Temperature and food mediate long-term thermotactic behavioral plasticity by association-independent mechanisms in C. elegans

Abstract

Thermotactic behavior in the nematode Caenorhabditis elegans exhibits long-term plasticity. On a spatial thermal gradient, C. elegans tracks isotherms near a remembered set-point (T(S)) corresponding to its previous cultivation temperature. When navigating at temperatures above its set-point (T>T(S)), C. elegans crawls down spatial thermal gradients towards the T(S) in what is called cryophilic movement. The T(S) retains plasticity in the adult stage and is reset by approximately 4 h of sustained exposure to a new temperature. Long-term plasticity in C. elegans thermotactic behavior has been proposed to represent an associative learning of specific temperatures conditioned in the presence or absence of bacterial food. Here, we use quantitative behavioral assays to define the temperature and food-dependent determinants of long-term plasticity in the different modes of thermotactic behavior. Under our experimental conditions, we find that starvation at a specific temperature neither disrupts T(S) resetting toward the starvation temperature nor induces learned avoidance of the starvation temperature.
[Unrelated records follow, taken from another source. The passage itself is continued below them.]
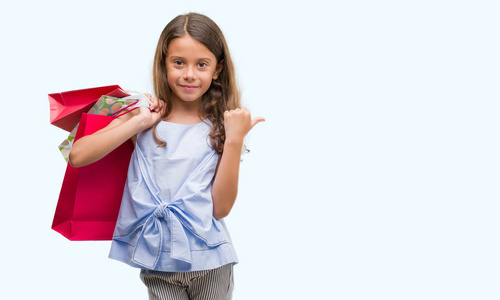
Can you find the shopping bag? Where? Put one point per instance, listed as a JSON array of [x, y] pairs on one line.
[[66, 108], [107, 106], [90, 196]]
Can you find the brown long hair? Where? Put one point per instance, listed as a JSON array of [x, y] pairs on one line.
[[223, 94]]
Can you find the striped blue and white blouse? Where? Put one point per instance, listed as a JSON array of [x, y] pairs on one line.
[[166, 218]]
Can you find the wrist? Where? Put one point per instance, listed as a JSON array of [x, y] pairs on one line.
[[233, 142]]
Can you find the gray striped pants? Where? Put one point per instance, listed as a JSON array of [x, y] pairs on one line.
[[215, 284]]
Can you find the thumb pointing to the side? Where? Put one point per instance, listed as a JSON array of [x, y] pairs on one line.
[[255, 121]]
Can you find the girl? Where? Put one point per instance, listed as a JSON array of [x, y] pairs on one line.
[[183, 174]]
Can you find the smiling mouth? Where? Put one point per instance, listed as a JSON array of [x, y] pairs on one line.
[[188, 87]]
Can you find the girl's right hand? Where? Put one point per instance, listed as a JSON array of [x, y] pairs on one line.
[[147, 117]]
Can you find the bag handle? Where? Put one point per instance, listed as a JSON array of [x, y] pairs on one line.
[[141, 101]]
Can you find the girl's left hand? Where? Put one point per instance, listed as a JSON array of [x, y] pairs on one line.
[[238, 123]]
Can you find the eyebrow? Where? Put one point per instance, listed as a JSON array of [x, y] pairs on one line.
[[180, 57]]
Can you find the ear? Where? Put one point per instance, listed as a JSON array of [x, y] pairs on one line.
[[218, 69]]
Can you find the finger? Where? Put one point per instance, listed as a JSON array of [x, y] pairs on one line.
[[255, 121]]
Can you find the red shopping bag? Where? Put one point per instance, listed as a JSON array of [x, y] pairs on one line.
[[66, 108], [90, 196]]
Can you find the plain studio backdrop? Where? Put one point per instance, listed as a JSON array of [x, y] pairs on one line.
[[375, 176]]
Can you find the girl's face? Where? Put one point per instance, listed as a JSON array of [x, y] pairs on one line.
[[191, 67]]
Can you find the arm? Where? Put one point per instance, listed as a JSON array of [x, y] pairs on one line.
[[91, 148], [237, 124]]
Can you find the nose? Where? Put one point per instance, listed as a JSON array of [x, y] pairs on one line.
[[190, 73]]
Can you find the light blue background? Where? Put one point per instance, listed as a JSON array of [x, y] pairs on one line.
[[376, 175]]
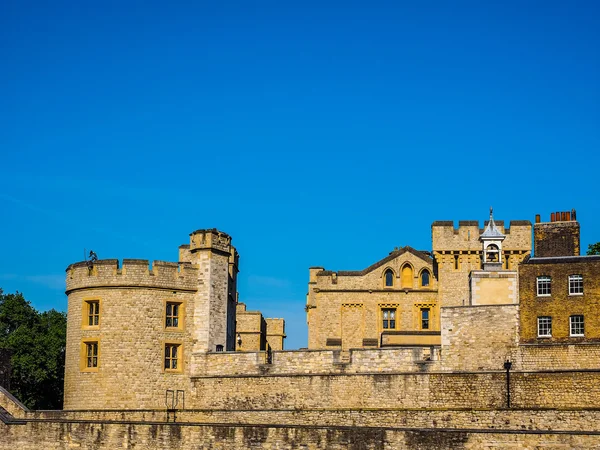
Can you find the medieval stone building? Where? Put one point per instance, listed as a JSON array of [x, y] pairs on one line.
[[443, 349]]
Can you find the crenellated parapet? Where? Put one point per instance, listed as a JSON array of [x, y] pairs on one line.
[[445, 237], [210, 239], [132, 273]]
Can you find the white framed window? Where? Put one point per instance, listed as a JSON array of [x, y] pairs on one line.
[[575, 285], [388, 316], [544, 286], [576, 326], [425, 318], [545, 326], [389, 278]]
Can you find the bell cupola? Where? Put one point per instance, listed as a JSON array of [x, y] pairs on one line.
[[491, 239]]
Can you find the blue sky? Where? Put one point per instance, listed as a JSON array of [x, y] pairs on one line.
[[316, 134]]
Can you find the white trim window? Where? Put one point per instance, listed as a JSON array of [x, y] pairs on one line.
[[545, 326], [544, 286], [575, 285], [576, 326]]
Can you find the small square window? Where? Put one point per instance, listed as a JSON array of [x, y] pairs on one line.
[[172, 315], [576, 326], [388, 316], [90, 356], [575, 285], [90, 313], [389, 278], [544, 286], [93, 313], [545, 326], [173, 362]]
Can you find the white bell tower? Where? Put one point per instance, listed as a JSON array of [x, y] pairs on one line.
[[491, 239]]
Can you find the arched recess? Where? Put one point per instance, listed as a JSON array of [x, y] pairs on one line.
[[407, 275], [425, 278], [388, 278]]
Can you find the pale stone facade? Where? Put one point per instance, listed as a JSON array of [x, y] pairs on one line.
[[131, 329], [365, 382], [393, 302]]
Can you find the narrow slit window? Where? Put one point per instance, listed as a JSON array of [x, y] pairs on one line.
[[425, 278]]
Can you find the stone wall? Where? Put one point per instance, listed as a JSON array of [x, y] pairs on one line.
[[458, 251], [131, 340], [51, 435], [345, 308], [478, 337], [294, 362], [529, 389]]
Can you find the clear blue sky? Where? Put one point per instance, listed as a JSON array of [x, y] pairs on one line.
[[322, 133]]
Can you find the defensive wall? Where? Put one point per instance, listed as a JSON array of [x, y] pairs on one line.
[[309, 429]]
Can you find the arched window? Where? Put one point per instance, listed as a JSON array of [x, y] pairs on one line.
[[389, 278], [425, 278], [407, 276]]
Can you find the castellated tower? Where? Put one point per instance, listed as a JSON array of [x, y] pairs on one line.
[[460, 251], [132, 329]]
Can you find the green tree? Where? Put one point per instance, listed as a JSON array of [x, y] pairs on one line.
[[37, 342], [594, 249]]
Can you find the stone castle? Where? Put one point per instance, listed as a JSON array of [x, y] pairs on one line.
[[473, 344]]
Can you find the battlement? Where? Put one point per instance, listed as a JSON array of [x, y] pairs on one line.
[[132, 273], [210, 239], [316, 362], [445, 237]]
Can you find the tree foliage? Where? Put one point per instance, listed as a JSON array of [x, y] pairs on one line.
[[37, 343], [594, 249]]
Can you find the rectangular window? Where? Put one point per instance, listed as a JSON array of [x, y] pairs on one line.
[[389, 318], [544, 286], [425, 318], [91, 355], [173, 357], [575, 285], [93, 313], [172, 316], [576, 326], [545, 326]]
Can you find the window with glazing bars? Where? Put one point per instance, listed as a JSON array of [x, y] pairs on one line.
[[171, 356], [544, 286], [91, 354], [425, 318], [544, 326], [575, 284], [389, 318], [93, 313], [172, 316], [576, 325]]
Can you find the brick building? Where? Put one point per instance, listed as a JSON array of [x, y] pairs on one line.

We find that prolonged starvation suppresses the cryophilic mode of thermotactic behavior. The hen-1 and tax-6 genes have been reported to affect associative learning between temperature and food-dependent cues. Under our experimental conditions, mutation in the hen-1 gene, which encodes a secreted protein with an LDL receptor motif, does not significantly affect thermotactic behavior or long-term plasticity. Mutation in the tax-6 calcineurin gene abolishes thermotactic behavior altogether. In summary, we do not find evidence that long-term plasticity requires association between temperature and the presence or absence of bacterial food.